Monday's entry was about a set that was given to consumers who bought dog today I figured I'd share a bunch of dog ears.

Back when I was beginning to get into collecting vintage material as a teenager, I was often forced by necessity to keep my expenses low. Back then, when I still lived in my parents' house and my hobby purchases were usually financed by the First National Bank of Mom, I usually opted to find low-cost material to add to my budding collection.
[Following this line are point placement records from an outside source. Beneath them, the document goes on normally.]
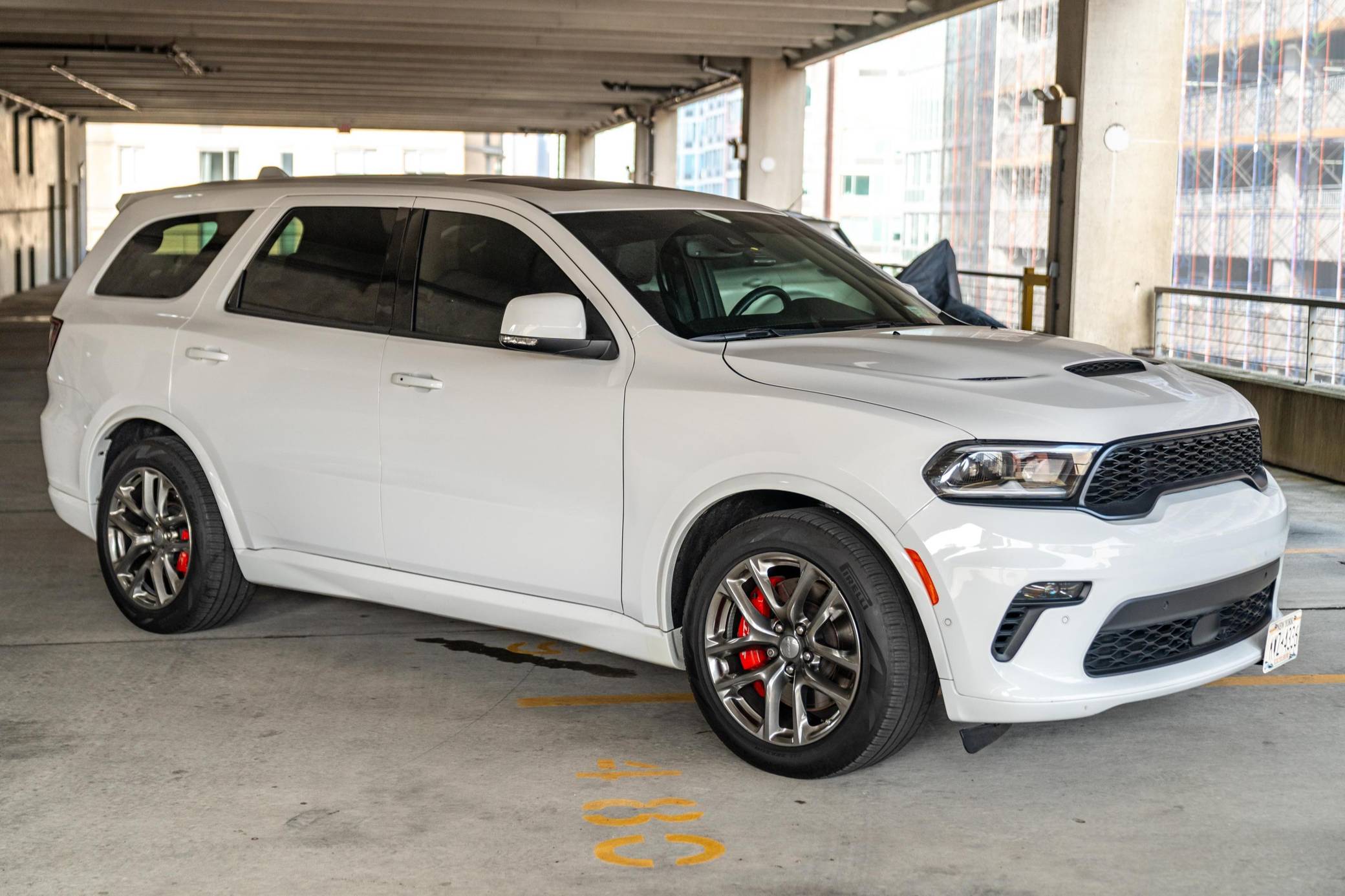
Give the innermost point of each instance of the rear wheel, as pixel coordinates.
(162, 542)
(804, 652)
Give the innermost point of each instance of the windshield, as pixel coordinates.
(721, 275)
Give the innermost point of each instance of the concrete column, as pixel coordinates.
(665, 148)
(580, 155)
(772, 127)
(1122, 197)
(643, 151)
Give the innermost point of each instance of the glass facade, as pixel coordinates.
(707, 135)
(1259, 208)
(1262, 148)
(935, 135)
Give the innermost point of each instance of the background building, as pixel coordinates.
(935, 135)
(1259, 186)
(708, 132)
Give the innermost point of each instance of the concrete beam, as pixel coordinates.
(772, 127)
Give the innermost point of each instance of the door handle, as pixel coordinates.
(412, 381)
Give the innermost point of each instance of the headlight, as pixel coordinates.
(1009, 471)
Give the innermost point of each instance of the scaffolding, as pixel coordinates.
(1259, 185)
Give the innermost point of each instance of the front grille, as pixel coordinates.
(1130, 476)
(1107, 368)
(1144, 648)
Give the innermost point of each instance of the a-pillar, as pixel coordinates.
(1123, 61)
(772, 128)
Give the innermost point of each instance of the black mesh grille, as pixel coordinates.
(1107, 368)
(1134, 649)
(1130, 476)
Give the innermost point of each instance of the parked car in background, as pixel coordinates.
(669, 425)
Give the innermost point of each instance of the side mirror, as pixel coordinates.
(550, 322)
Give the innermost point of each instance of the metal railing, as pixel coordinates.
(1300, 341)
(1015, 299)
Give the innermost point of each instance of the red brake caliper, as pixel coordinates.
(180, 564)
(753, 657)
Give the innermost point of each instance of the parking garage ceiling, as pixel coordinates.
(469, 65)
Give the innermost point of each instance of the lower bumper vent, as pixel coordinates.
(1122, 650)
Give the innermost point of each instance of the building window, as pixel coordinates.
(220, 166)
(854, 185)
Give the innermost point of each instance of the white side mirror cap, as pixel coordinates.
(550, 322)
(544, 315)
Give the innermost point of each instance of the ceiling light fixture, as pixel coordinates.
(105, 94)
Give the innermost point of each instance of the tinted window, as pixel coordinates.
(166, 259)
(322, 264)
(471, 267)
(724, 273)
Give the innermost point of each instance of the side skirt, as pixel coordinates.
(590, 626)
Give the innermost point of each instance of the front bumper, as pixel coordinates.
(980, 557)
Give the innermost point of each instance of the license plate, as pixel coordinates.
(1282, 641)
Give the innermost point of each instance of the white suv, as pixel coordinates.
(674, 427)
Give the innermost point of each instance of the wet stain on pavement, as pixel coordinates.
(545, 662)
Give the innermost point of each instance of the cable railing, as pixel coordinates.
(1015, 299)
(1300, 341)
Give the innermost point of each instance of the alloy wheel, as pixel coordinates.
(148, 539)
(782, 649)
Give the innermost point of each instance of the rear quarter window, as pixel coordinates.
(167, 257)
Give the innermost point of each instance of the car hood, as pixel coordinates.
(993, 384)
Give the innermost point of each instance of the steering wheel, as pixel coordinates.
(768, 290)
Fortunately for me, it was the 1980s and there were still dealers who had dime and quarter boxes on their tables that could get me some vintage material. While I knew I wasn't going to pull any key cards from those boxes, they allowed me to add more cards to my collection given my budget. For some reason, I seemed to get an awful lot of 1958 Topps cards from those boxes. In fact, at one time, my collection of 1958 Topps cards featured so many dog-eared cards I began referring to it as my "dog pound" set.

While many of those cards have been upgraded over the years, I still have some of those cards in my binder. For your entertainment, here are some of the ones I haven't put up for adoption yet:

Sherm's card looks as wrinkled as his shirt. I know he was known for being a durable catcher, but this card just looks worn out.

A player whose uniform number has been retired by the Yankees, the 1963 American League MVP, and the guy who finally displaced Yogi Berra from behind home plate? Definitely worth a quarter.

This guy looks like he's gone several rounds with Sugar Ray Robinson.

This card was worth it for the name alone. Those of us who remember the TV game show Press Your Luck might wonder whether this card managed to lodge itself into the deep subconsciousness of a 1950s kid and future TV executive who thought "Whammy" would be a great name for the gnome who pops up and takes away all of a contestant's winnings.

Finally, this was a card that wasn't picked up in a dime or quarter box but is holding a space in the binder for a future upgrade anyway. 1958 was the first year the Dodgers played in L.A. so the team players' cap logos are all airbrushed in this set (and the Giants players, too). While the Dodgers' caps look relatively clean, some of the Giants look terrible. I'll have to show them in a future post.